Formatting Data Tables
Overview
Teaching: 10 min
Exercises: 10 minQuestions
Why is formatting data tables important?
Why should I track analysis?
How to structure data in spreadsheets?
Objectives
Understand difference between spreadsheets and lab notebooks
Describe best practices for data entry and formatting in spreadsheets.
Apply best practices to arrange variables and observations in a spreadsheet.
Spreadsheets are not lab notebooks
We know now that we can use spreadsheets for data entry. The most common mistake made is treating spreadsheet programs like lab notebooks, that is, relying on context, notes in the margin, spatial layout of data and fields to convey information. As humans, we can (usually) interpret these things, but computers don’t view information the same way, and unless we explain to the computer what every single thing means (and that can be hard!), it will not be able to see how our data fits together.
Using the power of computers, we can manage and analyze data in much more effective and faster ways, but to use that power, we have to set up our data for the computer to be able to understand it (and computers are very literal).
Spreadsheet-like lab notebook:
You can set things up in different ways in spreadsheets, but some of these choices can limit your ability to work with the data in other programs or have the you-of-6-months-from-now or your collaborator work with the data. These are the interoperable and reusable parts of F.AI.I.R data principles.
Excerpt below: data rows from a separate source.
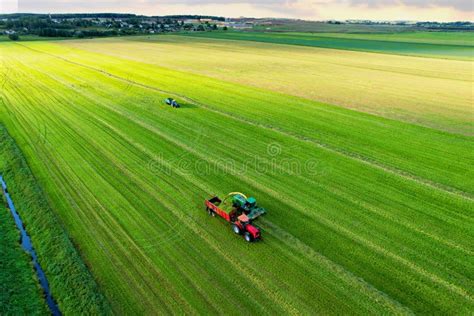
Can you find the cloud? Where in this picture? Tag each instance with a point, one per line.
(442, 10)
(462, 5)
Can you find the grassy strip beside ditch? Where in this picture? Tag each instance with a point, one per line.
(70, 281)
(19, 289)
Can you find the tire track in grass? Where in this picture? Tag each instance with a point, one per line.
(345, 153)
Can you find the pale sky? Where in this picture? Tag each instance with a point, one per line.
(442, 10)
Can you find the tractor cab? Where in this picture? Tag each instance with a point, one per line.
(172, 102)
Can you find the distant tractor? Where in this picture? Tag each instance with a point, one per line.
(240, 211)
(172, 102)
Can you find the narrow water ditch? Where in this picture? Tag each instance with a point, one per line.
(28, 247)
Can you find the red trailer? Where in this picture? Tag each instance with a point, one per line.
(241, 224)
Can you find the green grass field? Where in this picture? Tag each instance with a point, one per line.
(72, 286)
(365, 214)
(20, 293)
(463, 50)
(430, 92)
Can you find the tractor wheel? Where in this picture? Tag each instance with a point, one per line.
(248, 237)
(236, 229)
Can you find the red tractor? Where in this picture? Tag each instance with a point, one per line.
(240, 213)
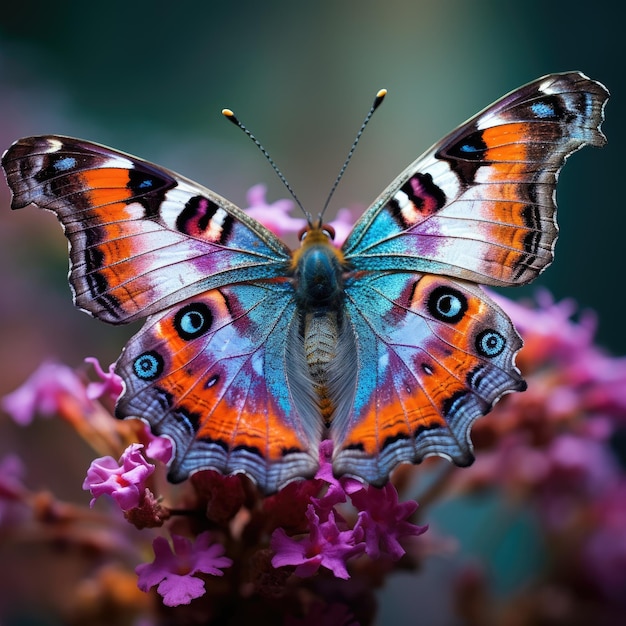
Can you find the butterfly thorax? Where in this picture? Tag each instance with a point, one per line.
(318, 273)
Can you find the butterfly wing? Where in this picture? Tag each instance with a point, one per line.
(142, 238)
(480, 204)
(433, 355)
(434, 351)
(216, 375)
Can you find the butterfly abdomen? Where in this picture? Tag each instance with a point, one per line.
(321, 335)
(318, 270)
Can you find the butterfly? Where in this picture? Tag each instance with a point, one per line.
(253, 354)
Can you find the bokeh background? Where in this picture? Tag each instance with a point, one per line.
(151, 79)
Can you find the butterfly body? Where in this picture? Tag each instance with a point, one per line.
(252, 354)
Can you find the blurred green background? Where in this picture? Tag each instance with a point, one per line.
(151, 79)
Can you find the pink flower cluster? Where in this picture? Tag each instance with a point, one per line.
(330, 542)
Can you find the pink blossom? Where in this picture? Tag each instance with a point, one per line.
(325, 546)
(158, 448)
(123, 481)
(385, 520)
(110, 384)
(11, 488)
(173, 570)
(46, 392)
(274, 216)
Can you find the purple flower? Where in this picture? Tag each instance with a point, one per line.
(110, 384)
(273, 216)
(325, 546)
(384, 520)
(123, 481)
(51, 389)
(12, 491)
(173, 570)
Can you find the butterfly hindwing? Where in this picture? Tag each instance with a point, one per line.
(434, 355)
(211, 373)
(142, 238)
(480, 205)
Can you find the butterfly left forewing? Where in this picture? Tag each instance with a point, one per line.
(141, 237)
(480, 204)
(433, 355)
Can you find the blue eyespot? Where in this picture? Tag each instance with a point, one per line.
(148, 365)
(447, 304)
(193, 320)
(542, 109)
(64, 164)
(490, 343)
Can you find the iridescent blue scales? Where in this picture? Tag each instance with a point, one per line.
(252, 354)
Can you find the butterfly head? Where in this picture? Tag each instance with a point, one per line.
(317, 266)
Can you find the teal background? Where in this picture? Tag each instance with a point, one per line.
(151, 79)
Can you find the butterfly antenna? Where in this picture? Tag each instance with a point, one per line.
(229, 115)
(380, 96)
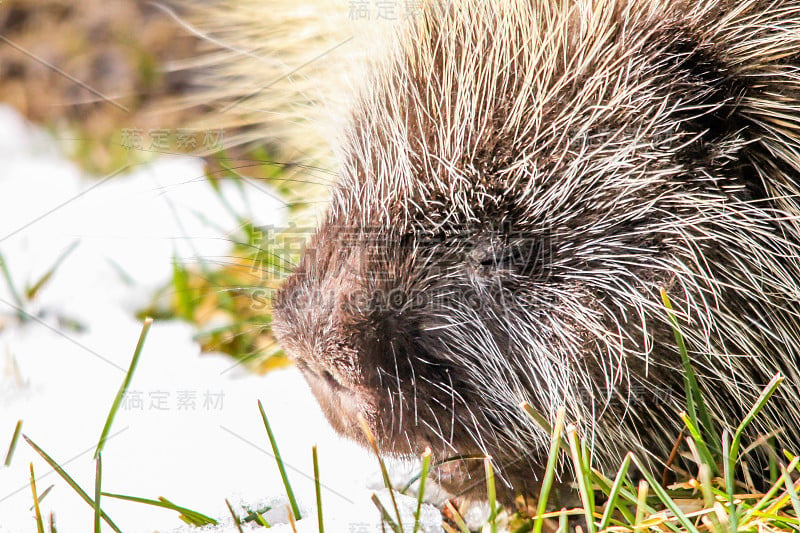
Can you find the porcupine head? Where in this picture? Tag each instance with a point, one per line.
(517, 180)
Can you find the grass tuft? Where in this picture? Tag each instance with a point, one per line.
(295, 510)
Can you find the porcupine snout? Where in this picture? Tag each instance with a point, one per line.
(334, 319)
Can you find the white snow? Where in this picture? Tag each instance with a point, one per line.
(189, 429)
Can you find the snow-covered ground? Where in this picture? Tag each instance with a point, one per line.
(189, 429)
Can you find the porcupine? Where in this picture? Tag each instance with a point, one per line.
(516, 181)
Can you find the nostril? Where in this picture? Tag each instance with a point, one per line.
(328, 377)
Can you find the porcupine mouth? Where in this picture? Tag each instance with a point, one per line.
(340, 404)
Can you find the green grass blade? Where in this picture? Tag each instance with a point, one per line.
(613, 495)
(98, 475)
(729, 467)
(664, 498)
(39, 523)
(236, 520)
(706, 457)
(318, 490)
(13, 445)
(187, 515)
(426, 464)
(563, 521)
(707, 490)
(71, 482)
(121, 393)
(582, 477)
(491, 494)
(759, 405)
(384, 472)
(457, 518)
(550, 469)
(281, 468)
(695, 404)
(385, 516)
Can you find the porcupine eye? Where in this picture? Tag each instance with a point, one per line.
(522, 256)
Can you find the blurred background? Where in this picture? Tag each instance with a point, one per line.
(123, 196)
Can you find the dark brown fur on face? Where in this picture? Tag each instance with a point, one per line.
(518, 181)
Note: the best layouts/formats (as well as software and interfaces) for data entry and data analysis might be different. It is important to take this into account, and ideally automate the conversion from one to another.
Keeping track of your analyses
When you’re working with spreadsheets, during data clean up or analyses, it’s very easy to end up with a spreadsheet that looks very different from the one you started with. In order to be able to reproduce your analyses or figure out what you did when Reviewer #3 asks for a different analysis, you should
- create a new file with your cleaned or analyzed data. Don’t modify the original dataset, or you will never know where you started!
- keep track of the steps you took in your clean up or analysis. You should track these steps as you would any step in an experiment. We recommend that you do this in a plain text file stored in the same folder as the data file.
This might be an example of a spreadsheet setup:
Put these principles in to practice today during your Exercises.
Structuring data in spreadsheets
The cardinal rule of using spreadsheet programs for data is to keep it “tidy”:
- Put all your variables in columns - the thing you’re measuring, like ‘weight’ or ‘temperature’.
- Put each observation in its own row.
- Don’t combine multiple pieces of information in one cell. Sometimes it just seems like one thing, but think if that’s the only way you’ll want to be able to use or sort that data.
- Leave the raw data raw - don’t change it!
- Export the cleaned data to a text-based format like CSV (comma-separated values) format. This ensures that anyone can use the data, and is required by most data repositories.
For instance, we have data from a survey of small mammals in a desert ecosystem. Different people have gone to the field and entered data into a spreadsheet. They keep track of things like species, plot, weight, sex and date collected.
If they were to keep track of the data like this:
the problem is that species and sex are in the same field. So, if they wanted to look at all of one species or look at different weight distributions by sex, it would be hard to do this using this data setup. If instead we put sex and species in different columns, you can see that it would be much easier.
Columns for variables and rows for observations
The rule of thumb, when setting up a datasheet, is columns = variables, rows = observations, cells = data (values).
So, instead we should have:
Discussion
The dataset that will be used during the next exercise is the Portal Project Teaching Dataset.
These data are observations of a small mammal community in southern Arizona. This is part of a project studying the effects of rodents and ants on the plant community that has been running for almost 40 years. The rodents are sampled on a series of 24 plots, with different experimental manipulations controlling which rodents are allowed to access which plots.
This is a real dataset that has been used in over 100 publications. We’ve simplified it just a little bit for the workshop, but you can download the full dataset and work with it using exactly the same tools we’ll learn about today.
Exercise
We’re going to take a messy version of the survey data and describe how we would clean it up.
- Download the data by clicking here to get it from FigShare.
- Open up the data in a spreadsheet program.
- You can see that there are two tabs. Two field assistants conducted the surveys, one in 2013 and one in 2014, and they both kept track of the data in their own way. Now you’re the person in charge of this project and you want to be able to start analyzing the data.
- Identify what is wrong with this spreadsheet. Also discuss the steps you would need to take to clean up the 2013 and 2014 tabs, and to put them all together in one spreadsheet.
Important Do not forget our first piece of advice: to create a new file (or tab) for the cleaned data, never modify your original (raw) data.
After you go through this exercise, we’ll discuss as a group what was wrong with this data and how you would fix it.
Solution
- Take about 10 minutes to work on this exercise.
Key Points
Computers need to be able to understand data tables
Never modify your raw data.
Keep track of all of the steps you take to clean your data.
Organize your data according to tidy data principles.